Were there any three-character titles in the summer of 1998? Did some drive-in show a short-titled film with O or one of those art-house movies with ozone-friendly themes? If you find a shorter double feature, leave a comment here with a link to the proof. Start digging!

The story behind THE classic drive-in photo

Charlton Heston as Moses in The Ten Commandments, drive-in theater, Utah, 1958.

photo by J.R. Eyerman — Time & Life Pictures/Getty Images

Take a look at the 200-pixel photo thumbnail I’ve embedded here. Look familiar? That might be because it’s been used as a “generic” drive-in photo for several theater sites, including one in India, and I just spotted it in an otherwise well-researched book, Drive-in Theaters by Kerry Segrave. (I’ll post a book review in a few days.)

That photo was taken in 1958 at a drive-in in Salt Lake City by J.R. Eyerman and published in Life magazine. (The drive-in isn’t named. Based on the city lights, I’d say it was the Motor-Vu, but it could have been the Highland or the Park-Vu, all long dead by now.) You can see the full-sized photo and the story behind it at the Life web site.

Ben Cosgrove, editor of Life.com, writes “Despite how familiar and recognizably universal an experience it might be, however, it turns out that it’s remarkably difficult to really capture in a single, still photograph what it feels like to go to the moving pictures.” Amen to that! In fact, the more I look at that photo, the more I wonder whether it was doctored or partially staged.

I’ve got no problem with the magnificent mountainous sunset, reflected by rows of hardtops. That right there is a superb photo, probably taken from the projection booth. But look at the ambient twilight. It’s hard to imagine a projectionist even starting a feature with that much light in the sky, but we’re supposed to believe that The Ten Commandments had been running long enough to have reached Charlton Heston’s Red Sea scene?
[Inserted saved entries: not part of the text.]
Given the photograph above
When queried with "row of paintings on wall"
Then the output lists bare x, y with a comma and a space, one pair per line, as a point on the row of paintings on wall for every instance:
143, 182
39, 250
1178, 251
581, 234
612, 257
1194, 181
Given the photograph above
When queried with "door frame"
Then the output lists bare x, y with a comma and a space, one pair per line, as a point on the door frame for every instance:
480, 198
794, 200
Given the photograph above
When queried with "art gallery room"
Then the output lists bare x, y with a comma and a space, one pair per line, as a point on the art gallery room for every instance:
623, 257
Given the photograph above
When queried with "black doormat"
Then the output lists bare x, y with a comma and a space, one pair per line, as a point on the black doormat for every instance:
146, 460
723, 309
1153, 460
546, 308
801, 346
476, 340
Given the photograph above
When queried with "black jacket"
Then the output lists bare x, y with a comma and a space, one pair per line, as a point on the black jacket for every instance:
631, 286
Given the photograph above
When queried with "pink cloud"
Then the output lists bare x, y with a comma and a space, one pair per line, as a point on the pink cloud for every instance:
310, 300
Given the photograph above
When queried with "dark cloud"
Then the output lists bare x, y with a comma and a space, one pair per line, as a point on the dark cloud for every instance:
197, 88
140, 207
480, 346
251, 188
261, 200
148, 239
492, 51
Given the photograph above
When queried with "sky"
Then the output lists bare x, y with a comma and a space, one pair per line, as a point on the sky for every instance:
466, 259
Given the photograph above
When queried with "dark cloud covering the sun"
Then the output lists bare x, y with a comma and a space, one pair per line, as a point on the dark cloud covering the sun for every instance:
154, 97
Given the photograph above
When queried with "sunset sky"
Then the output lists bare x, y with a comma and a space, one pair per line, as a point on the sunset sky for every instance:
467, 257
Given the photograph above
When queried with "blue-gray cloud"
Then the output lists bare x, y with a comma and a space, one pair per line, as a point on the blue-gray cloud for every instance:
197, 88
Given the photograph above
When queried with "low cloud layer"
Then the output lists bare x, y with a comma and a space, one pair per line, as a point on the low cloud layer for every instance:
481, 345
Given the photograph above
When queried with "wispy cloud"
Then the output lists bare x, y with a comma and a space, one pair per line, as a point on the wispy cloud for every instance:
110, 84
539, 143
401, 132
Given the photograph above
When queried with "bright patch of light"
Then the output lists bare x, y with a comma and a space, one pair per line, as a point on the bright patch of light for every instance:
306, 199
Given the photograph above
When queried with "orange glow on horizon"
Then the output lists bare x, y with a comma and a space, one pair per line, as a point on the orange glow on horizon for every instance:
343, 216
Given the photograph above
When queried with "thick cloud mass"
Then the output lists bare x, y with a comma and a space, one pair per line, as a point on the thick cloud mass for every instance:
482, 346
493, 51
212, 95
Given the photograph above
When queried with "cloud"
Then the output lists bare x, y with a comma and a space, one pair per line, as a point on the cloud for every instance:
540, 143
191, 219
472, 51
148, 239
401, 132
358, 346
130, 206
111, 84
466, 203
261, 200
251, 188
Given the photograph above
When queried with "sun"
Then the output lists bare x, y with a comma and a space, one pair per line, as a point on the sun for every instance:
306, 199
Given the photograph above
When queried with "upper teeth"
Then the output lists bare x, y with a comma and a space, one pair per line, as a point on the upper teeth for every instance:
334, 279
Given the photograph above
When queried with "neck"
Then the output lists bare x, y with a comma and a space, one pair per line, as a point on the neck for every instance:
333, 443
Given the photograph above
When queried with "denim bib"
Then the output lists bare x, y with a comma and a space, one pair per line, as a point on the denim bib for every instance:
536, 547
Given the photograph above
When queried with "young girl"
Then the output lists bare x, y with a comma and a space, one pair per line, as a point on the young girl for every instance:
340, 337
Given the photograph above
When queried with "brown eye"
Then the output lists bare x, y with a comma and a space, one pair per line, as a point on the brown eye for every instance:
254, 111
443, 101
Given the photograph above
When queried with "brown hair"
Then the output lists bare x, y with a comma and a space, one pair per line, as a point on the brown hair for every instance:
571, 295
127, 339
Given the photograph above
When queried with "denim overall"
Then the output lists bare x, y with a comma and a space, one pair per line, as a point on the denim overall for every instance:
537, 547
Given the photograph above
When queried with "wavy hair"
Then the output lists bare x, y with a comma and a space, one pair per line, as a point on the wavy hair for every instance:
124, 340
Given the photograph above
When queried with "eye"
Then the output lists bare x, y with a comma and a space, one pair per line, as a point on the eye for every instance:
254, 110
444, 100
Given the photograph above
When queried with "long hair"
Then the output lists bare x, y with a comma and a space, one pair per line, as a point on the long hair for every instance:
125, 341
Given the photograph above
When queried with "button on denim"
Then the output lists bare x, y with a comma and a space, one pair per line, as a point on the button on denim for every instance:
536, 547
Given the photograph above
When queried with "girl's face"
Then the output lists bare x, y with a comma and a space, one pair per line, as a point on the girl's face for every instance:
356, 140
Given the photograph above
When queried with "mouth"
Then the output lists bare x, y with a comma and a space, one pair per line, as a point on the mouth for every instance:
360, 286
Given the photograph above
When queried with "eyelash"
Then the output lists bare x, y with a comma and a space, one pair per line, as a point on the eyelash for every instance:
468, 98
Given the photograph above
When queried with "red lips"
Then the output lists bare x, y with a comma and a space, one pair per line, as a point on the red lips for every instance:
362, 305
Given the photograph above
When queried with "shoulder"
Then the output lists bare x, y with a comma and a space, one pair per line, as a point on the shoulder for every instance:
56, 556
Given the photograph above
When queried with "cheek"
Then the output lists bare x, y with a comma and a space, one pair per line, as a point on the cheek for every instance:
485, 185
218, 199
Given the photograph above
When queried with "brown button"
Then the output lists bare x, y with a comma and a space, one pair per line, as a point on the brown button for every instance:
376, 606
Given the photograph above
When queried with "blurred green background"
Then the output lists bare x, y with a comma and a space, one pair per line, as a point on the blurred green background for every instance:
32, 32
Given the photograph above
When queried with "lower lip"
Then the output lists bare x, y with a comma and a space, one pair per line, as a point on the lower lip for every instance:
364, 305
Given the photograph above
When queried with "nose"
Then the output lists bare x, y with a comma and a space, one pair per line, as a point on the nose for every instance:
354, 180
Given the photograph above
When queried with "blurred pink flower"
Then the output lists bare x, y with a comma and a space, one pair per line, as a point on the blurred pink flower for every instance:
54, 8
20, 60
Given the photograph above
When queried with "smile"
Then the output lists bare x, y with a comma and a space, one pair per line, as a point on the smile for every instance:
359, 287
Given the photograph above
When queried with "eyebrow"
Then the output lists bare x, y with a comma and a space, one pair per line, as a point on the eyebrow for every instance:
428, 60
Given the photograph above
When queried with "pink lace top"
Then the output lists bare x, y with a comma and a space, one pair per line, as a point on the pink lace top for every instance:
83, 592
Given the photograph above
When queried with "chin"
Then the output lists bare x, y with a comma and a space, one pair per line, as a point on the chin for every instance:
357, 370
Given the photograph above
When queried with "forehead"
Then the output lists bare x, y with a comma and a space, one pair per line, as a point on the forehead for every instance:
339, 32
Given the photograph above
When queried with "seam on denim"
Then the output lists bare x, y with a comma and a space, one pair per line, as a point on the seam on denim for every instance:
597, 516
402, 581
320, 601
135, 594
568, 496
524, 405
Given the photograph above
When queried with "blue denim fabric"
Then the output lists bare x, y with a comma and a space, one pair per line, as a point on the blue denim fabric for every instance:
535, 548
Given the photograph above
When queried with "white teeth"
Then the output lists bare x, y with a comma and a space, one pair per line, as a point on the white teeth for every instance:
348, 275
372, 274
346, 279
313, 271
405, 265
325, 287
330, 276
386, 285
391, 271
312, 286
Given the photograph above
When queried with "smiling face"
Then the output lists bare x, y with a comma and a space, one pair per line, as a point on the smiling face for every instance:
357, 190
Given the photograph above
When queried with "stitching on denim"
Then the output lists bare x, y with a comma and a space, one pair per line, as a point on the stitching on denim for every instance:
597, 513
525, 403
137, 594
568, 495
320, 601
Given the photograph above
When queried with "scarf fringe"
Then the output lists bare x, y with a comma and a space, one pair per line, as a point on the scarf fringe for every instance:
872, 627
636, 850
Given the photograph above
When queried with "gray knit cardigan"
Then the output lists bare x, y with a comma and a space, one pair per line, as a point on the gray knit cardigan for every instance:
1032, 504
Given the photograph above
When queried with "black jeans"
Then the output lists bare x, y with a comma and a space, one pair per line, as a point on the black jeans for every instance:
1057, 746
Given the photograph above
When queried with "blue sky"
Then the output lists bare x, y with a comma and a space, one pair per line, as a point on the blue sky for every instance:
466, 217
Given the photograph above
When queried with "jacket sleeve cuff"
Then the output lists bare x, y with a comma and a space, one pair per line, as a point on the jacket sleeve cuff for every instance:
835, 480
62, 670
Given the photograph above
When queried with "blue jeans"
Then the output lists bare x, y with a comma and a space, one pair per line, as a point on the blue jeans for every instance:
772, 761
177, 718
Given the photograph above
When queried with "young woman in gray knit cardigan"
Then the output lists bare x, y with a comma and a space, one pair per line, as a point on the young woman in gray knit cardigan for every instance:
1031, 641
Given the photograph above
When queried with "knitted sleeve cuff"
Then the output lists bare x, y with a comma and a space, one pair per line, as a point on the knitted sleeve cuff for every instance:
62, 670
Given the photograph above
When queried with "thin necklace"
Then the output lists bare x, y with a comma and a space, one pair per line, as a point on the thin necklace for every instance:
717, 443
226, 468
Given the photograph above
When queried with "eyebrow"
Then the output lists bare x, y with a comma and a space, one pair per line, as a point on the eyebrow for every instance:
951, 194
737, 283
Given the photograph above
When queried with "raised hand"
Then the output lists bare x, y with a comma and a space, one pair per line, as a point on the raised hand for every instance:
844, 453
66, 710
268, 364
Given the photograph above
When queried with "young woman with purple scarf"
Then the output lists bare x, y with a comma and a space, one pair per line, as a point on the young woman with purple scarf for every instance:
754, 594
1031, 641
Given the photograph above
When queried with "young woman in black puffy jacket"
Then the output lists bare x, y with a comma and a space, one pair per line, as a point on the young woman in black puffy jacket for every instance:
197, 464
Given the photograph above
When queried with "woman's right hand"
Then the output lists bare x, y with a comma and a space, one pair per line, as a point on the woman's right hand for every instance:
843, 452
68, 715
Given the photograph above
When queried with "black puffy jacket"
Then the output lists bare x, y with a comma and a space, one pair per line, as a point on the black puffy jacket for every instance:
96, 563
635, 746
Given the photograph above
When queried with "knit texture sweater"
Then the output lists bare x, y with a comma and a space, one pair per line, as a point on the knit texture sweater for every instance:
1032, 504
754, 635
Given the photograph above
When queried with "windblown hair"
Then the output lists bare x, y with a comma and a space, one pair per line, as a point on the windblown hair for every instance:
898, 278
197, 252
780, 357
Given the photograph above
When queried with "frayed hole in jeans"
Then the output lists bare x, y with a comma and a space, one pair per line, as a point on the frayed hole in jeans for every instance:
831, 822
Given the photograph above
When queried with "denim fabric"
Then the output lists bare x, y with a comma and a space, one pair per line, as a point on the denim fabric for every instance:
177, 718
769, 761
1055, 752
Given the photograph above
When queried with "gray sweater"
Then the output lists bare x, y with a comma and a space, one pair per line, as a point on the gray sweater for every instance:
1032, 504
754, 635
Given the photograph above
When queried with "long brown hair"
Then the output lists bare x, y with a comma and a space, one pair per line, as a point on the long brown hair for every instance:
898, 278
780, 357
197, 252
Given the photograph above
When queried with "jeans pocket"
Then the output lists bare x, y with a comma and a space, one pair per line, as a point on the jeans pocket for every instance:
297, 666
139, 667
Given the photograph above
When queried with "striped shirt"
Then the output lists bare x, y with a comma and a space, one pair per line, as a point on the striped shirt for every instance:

It’s easier for me to believe that the photo was doctored or staged. Eyerman could have started with that photo of the cars pointed at a blank screen, waiting for the movie to start. Then he could have superimposed that frame from the film, resulting in “Charlton Heston as Moses, arms outstretched, looming over what appears to be, if one looks at it just right, a congregation of rapt, immobile automobiles at prayer,” as Cosgrove elegantly describes it. The low-tech alternative would be to stage it by projecting just that frame, even as a slide, well before the film was shown to the audience, then taking the photo. Although it wasn’t so easy to do in 1958, superimposing wins my uninformed vote.

Got a better idea? Know more about this than I do? (That’s not difficult.) Leave a comment and tell us more.

Update: The Salt Lake Tribune just mentioned this photo in a sidebar for a drive-in story. According to the note, Eyerman showed the Brigitte Bardot film And God Created Woman to an invited audience of college students. “For the photo that was actually published, Everman (sic) swapped Heston’s image for Bardot’s.” See, I was right this time!